Don’t play to win. “One of the biggest errors in negotiation is to see it as a zero-sum game: What you win, I lose; what I win, you lose,”Mnookin says. “You can often expand the pie for the win-win.” This is especially important in intracorporate IT deals.
Consider the alternatives. Before you begin, think of the alternative if no deal is reached. For example, as the IT leader, can you move on to a different project if the other party won’t commit enough resources? “The better that alternative, the more power you’ll have at the bargaining table,” Mnookin says. During the negotiation, compare that alternative with whatever is on the table, Wentworth adds. “If the negotiation is going badly, ask yourself: Is agreeing to what they want better or worse than the alternative?” she says.
Find their interests. “It’s critical to ask questions so you can better understand not only their positions but the underlying needs and interests,” says Mnookin. “Interests” are the real needs behind stated positions. A “position” is that a manager can spare only two employees to work on an IT project, for example, but his interests may be in staffing a higher-priority project or gearing up for a sales campaign. Positions set up a “linear tug of war,” Wentworth says.
Beware the hidden agenda. If the other party gets evasive or his demands just don’t add up, he may have a hidden agenda, Shell says. Use your network around the company to try to find out what’s really going on.
Generate options. Brainstorm to generate options. Might you move a timetable up or back? Or use a business analyst earlier in the project to free him up later? “Take a piece of this option, and add this one, and they become a solution,” says Wentworth.

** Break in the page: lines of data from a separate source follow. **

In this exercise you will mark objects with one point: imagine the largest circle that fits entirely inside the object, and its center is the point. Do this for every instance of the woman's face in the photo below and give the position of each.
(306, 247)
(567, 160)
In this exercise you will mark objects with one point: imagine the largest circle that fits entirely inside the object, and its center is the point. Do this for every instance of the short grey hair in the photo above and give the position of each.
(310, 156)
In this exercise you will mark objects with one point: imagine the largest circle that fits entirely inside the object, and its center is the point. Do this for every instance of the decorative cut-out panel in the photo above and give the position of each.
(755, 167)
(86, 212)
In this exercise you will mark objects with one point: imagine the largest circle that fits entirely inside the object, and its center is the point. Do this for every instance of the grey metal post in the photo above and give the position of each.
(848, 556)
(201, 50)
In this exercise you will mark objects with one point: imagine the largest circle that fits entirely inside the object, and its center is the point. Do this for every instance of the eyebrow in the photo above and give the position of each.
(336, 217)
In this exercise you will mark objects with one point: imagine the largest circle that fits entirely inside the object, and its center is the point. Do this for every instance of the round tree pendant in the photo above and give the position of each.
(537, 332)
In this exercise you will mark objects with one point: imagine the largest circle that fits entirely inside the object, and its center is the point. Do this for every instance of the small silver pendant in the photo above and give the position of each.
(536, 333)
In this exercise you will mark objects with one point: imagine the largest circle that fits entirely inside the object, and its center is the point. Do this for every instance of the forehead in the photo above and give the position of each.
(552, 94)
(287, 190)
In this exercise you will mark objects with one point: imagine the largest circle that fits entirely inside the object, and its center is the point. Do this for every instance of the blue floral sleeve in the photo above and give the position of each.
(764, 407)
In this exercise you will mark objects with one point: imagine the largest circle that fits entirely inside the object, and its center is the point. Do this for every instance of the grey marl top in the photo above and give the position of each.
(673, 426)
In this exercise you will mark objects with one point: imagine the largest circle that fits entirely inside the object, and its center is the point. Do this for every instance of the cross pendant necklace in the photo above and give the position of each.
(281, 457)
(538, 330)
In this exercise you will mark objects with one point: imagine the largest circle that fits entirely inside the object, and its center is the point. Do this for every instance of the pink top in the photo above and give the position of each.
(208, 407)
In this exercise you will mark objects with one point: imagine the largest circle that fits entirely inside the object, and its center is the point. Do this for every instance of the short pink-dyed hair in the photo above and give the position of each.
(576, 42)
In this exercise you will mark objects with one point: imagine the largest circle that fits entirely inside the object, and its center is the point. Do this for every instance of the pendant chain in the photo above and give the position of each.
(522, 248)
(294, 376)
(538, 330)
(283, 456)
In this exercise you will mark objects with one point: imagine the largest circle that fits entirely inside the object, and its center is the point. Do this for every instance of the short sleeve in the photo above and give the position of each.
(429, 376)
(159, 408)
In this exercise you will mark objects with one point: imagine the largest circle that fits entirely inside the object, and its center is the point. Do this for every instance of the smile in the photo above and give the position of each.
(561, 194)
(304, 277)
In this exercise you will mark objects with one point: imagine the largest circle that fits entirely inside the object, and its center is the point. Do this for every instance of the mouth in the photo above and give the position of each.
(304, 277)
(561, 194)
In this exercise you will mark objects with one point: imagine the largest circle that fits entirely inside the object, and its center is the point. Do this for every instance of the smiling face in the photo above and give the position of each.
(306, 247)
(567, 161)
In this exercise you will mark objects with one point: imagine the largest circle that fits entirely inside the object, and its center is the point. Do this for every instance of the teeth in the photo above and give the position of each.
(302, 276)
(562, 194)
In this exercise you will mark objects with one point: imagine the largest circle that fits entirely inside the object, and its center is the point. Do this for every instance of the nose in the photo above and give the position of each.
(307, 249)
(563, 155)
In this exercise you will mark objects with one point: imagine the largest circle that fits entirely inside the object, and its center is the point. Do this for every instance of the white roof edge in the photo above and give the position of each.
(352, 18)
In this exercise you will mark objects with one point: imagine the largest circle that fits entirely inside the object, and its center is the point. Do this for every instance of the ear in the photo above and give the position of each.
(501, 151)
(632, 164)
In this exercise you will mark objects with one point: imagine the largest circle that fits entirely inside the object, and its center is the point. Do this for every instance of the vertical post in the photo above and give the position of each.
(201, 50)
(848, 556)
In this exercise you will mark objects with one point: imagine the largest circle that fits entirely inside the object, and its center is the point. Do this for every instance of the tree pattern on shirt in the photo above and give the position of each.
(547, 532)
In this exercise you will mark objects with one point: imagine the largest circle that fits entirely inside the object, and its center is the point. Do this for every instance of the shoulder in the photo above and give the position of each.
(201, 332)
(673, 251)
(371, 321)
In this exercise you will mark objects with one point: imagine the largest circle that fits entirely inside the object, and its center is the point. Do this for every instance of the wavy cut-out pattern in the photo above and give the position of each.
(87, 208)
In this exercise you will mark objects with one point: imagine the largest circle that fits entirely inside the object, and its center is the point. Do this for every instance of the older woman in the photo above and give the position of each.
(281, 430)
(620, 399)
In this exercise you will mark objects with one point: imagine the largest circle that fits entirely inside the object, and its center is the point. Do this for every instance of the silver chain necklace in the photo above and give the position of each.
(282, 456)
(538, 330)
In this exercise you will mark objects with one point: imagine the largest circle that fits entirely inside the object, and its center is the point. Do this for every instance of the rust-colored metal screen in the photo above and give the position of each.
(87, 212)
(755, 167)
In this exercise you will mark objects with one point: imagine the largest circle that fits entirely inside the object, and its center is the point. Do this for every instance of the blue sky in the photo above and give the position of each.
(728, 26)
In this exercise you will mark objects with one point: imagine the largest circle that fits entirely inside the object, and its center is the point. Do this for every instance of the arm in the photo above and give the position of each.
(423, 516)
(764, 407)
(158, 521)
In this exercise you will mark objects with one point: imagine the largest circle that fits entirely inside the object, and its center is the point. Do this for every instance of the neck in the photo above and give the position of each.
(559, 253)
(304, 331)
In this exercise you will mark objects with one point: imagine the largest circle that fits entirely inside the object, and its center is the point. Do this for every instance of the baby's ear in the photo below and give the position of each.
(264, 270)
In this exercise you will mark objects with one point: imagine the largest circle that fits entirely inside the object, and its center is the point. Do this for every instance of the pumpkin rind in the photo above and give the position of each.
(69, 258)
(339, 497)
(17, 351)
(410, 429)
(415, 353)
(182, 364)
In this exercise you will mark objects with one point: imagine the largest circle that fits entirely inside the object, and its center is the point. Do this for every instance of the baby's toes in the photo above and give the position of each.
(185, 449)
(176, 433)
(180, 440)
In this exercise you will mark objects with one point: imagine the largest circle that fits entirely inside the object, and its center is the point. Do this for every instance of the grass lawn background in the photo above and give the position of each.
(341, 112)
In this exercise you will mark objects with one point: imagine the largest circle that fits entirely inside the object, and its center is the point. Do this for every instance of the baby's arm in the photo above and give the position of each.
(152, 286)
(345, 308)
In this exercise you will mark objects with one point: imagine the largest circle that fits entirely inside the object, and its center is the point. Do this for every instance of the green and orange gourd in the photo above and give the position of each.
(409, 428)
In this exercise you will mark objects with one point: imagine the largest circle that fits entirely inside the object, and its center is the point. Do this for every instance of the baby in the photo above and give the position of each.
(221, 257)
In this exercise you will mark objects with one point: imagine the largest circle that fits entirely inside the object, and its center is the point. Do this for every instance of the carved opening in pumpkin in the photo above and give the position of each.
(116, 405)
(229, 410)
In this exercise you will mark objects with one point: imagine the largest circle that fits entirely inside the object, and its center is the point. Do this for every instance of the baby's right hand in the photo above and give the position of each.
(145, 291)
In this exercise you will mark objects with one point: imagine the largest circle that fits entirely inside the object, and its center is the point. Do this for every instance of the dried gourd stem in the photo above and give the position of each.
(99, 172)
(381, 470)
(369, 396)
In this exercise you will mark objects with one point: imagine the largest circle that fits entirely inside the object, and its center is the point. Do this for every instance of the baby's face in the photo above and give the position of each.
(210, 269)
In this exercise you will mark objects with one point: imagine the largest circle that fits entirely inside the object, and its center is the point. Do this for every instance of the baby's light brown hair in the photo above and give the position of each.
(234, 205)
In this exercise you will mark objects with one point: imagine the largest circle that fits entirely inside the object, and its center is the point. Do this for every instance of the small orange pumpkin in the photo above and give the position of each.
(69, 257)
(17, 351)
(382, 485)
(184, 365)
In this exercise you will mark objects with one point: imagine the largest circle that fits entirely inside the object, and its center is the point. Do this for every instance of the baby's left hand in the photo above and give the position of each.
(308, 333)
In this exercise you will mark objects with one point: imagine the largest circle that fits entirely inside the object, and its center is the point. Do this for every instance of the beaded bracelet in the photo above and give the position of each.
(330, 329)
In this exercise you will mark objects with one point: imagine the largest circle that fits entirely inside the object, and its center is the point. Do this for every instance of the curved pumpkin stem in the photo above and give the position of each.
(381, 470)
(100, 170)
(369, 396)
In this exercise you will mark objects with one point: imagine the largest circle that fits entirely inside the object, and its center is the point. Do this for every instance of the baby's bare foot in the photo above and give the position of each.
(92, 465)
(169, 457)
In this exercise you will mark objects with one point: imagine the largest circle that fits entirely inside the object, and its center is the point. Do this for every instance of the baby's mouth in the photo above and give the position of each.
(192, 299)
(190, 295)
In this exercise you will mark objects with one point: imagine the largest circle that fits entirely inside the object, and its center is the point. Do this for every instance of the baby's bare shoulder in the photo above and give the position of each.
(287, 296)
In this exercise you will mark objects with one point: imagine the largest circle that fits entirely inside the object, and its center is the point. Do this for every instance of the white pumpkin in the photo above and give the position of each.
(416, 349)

Recognize leverage. The person with the least to lose if the negotiation fails has the most leverage, Wentworth says. And leverage isn’t static. “As soon as the other person says, ‘I’ve got to have that,’ you’ve got leverage,” she says. Although you may be negotiating with an internal client several layers above you in rank, you probably have more leverage than you think. “IT is particularly powerful because it controls an asset that everyone needs,” Shell observes.
Empathize — to a point. “Manage the tension between empathy and assertiveness,” says Mnookin. “Some negotiators are great at assertion but lousy at listening. Others hear the other side and can’t hold on to their own interests. You need to do both.”
Be conscious of style — yours and theirs. Recognize your own negotiating style, and try to figure out the style of the other party.
“If I’m accommodating and he’s competitive, I may think we can work together, but he’ll ding me and I’ll get mad,” Wentworth explains. “If you know what to expect from the start, you can avoid falling into emotional traps.”